Dvortsin Evgeni, Gout-Zwart Judith, Eijssen Ernst-Lodewijk Marie, van Brussel Jan, Postma Maarten J
Department of Pharmacy, Unit of PharmacoEpidemiology and PharmacoEconomics (PE2), University of Groningen, Groningen, The Netherlands.
University Medical Center Groningen (UMCG), Institute of Science in Healthy Aging & healthcaRE (SHARE), University of Groningen, Groningen, The Netherlands.
PLoS One. 2016 Jan 22;11(1):e0146551. doi: 10.1371/journal.pone.0146551. eCollection 2016.
Many oncological drugs that are being used in the adjuvant setting were first submitted for reimbursement in the metastatic stage, with differences in incremental cost-effectiveness ratios (ICERs) in both settings having potential implications for reimbursement and pricing. The aim of this study is to identify a possible trend in the cost-effectiveness for the early/adjuvant and late/metastatic stages of oncological drugs through review and case study.
We reviewed pairs of cost-effectiveness analyses of the same oncological drug in different stages for Scotland and the Netherlands. The case study in this report was directed at trastuzumab in the Dutch situation. Using a simplified Markov model, the cost-effectiveness in early and late stage of breast cancer was calculated and compared to the findings from the review.
Comparable studies were found for cetuximab, bortezomib and bosutinib. Treatments in the late stage were found to be more expensive per QALY by a factor ranging from 1.5 to 12. The case study provided a similar result; late stage treatment was more expensive by a factor 10. Using, for example, a threshold of € 80,000/QALY, the early stage of cetuximab, bosutinib and trastuzumab are deemed cost-effective, while their compared late stage is lifted over the threshold and potentially considered not cost-effective.

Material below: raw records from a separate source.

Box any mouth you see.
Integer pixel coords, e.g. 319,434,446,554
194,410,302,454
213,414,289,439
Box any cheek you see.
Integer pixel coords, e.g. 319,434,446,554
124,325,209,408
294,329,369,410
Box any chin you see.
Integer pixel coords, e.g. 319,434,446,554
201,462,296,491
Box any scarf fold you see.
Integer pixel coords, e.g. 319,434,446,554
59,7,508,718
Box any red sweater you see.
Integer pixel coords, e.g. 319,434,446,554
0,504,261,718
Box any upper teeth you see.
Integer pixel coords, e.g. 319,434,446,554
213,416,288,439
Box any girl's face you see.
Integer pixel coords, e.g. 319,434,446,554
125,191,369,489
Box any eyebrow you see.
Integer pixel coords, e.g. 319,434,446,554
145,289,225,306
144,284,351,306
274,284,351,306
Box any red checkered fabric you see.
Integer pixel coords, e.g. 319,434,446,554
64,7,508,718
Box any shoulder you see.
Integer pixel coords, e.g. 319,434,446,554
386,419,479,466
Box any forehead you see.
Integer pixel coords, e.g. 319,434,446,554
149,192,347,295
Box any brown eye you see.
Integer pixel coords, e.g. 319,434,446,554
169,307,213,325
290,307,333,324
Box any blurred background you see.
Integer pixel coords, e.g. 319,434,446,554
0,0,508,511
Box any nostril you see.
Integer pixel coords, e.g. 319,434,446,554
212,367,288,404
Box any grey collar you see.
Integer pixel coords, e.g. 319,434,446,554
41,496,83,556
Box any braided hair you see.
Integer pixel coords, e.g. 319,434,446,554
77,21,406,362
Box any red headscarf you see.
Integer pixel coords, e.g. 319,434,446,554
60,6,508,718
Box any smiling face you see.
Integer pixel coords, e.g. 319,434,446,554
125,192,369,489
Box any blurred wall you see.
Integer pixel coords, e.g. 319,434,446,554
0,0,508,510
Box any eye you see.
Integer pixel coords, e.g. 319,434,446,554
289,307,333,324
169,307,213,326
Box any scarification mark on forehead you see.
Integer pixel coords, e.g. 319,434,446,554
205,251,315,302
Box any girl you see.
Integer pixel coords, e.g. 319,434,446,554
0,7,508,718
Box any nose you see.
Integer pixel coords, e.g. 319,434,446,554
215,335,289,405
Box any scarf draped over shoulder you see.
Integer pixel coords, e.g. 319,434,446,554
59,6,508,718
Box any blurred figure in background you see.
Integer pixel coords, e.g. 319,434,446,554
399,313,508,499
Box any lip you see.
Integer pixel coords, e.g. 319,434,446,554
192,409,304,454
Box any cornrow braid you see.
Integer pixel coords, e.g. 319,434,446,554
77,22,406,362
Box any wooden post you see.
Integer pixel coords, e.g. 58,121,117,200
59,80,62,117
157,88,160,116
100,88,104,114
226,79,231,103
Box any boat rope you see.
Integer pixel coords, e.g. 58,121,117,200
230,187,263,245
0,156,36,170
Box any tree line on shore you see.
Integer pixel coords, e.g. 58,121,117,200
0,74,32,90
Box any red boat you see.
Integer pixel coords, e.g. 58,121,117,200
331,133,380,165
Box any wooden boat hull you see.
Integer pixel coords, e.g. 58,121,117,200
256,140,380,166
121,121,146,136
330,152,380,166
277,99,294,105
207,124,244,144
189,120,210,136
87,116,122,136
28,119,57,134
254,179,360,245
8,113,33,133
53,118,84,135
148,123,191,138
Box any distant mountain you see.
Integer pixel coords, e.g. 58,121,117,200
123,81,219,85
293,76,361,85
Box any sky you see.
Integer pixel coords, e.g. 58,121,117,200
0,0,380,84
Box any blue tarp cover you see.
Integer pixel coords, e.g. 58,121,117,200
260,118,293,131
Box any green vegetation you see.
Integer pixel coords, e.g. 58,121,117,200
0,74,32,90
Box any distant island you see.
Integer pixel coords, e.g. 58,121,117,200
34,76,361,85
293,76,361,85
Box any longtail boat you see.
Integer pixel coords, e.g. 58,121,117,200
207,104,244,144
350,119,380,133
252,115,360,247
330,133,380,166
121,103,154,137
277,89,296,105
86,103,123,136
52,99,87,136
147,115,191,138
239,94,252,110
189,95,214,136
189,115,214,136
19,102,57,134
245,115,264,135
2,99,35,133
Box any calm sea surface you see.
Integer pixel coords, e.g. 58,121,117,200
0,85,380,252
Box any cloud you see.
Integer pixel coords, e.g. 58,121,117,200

ICERs of oncological drugs used in different stages are more unfavourable in the late stage than in the early stage. Applying a reasonable threshold may result in early stage treatment being deemed cost-effective while late stage potentially not. Authorities should be aware of this when assessing oncological drugs and interpreting the corresponding ICERs, in the situation where oncological drugs are generally most submitted for reimbursement in the late stage initially.
许多用于辅助治疗的肿瘤药物最初是在转移性阶段提交报销申请的,两种情况下的增量成本效益比(ICER)差异对报销和定价可能产生影响。本研究的目的是通过综述和案例研究,确定肿瘤药物在早期/辅助阶段和晚期/转移性阶段成本效益的可能趋势。
我们回顾了苏格兰和荷兰针对同一种肿瘤药物在不同阶段的成本效益分析对。本报告中的案例研究针对荷兰情况下的曲妥珠单抗。使用简化的马尔可夫模型,计算了乳腺癌早期和晚期的成本效益,并与综述结果进行比较。
发现了西妥昔单抗、硼替佐米和博舒替尼的可比研究。发现晚期治疗每获得一个质量调整生命年(QALY)的成本要高出1.5至12倍。案例研究提供了类似的结果;晚期治疗成本高出10倍。例如,使用80,000欧元/QALY的阈值,西妥昔单抗、博舒替尼和曲妥珠单抗的早期阶段被认为具有成本效益,而与之相比的晚期阶段则超过了阈值,可能被认为不具有成本效益。
不同阶段使用的肿瘤药物的ICER在晚期比早期更不理想。应用合理的阈值可能导致早期治疗被认为具有成本效益,而晚期治疗可能不具有成本效益。在评估肿瘤药物并解释相应的ICER时,当局应意识到这一点,因为肿瘤药物通常最初大多是在晚期提交报销申请的。